Security Guide: InfoSec and Cybersecurity Foundations
Information security — InfoSec — is the practice of protecting data, systems, and networks from unauthorized access, disclosure, modification, and destruction. As digital transformation accelerates across every industry, information security has evolved from an IT support function to a board-level strategic priority. This guide establishes the foundational concepts every security practitioner needs: the CIA triad, risk management methodologies, security frameworks, and the core domains of cybersecurity practice.
The CIA Triad
The CIA triad — Confidentiality, Integrity, and Availability — is the foundational security model that frames all security decisions.
Confidentiality
Confidentiality ensures that information is accessible only to authorized parties. Controls include: encryption (AES-256 for data at rest, TLS 1.3 for data in transit), access control lists (ACLs), role-based access control (RBAC), and data classification policies. The 2025 Verizon DBIR reports that 68% of breaches involved compromised credentials, directly targeting confidentiality controls. Principle of least privilege — granting only the minimum access necessary — is the primary mechanism for maintaining confidentiality.
Integrity
Integrity ensures that data has not been modified by unauthorized parties. Controls include: cryptographic hashing (SHA-256), digital signatures (Ed25519, ECDSA), checksums, database transaction logs, and change management processes. The 2024 Microsoft Midnight Blizzard attack demonstrated integrity compromise at the identity provider level — attackers manipulated signing keys to forge authentication tokens. Integrity monitoring tools (Tripwire, Wazuh FIM, AWS Config) alert on unauthorized file modifications.
Availability
Availability ensures that systems and data are accessible when needed. Controls include: redundancy (HA pairs, multi-AZ/region deployment), load balancing, backup and disaster recovery plans, DDoS protection (AWS Shield, Cloudflare), and SLA monitoring. Ransomware attacks directly threaten availability — the average downtime cost of ransomware in 2025 was $5.3 million per incident according to Sophos.
Risk Management
Risk management is the process of identifying, assessing, and responding to security risks. Every security decision is a risk management decision.

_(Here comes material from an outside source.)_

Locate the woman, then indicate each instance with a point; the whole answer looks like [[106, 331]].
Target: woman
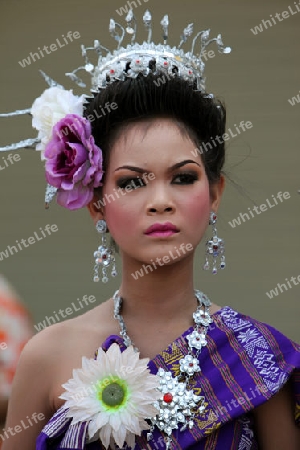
[[157, 192]]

Risk Assessment Frameworks
NIST SP 800-30 Rev. 1 provides the standard methodology for conducting risk assessments: system characterization, threat identification, vulnerability identification, control analysis, likelihood determination, impact analysis, risk determination, and recommendations. The process produces a risk register — a prioritized list of risks with assigned owners and treatment plans.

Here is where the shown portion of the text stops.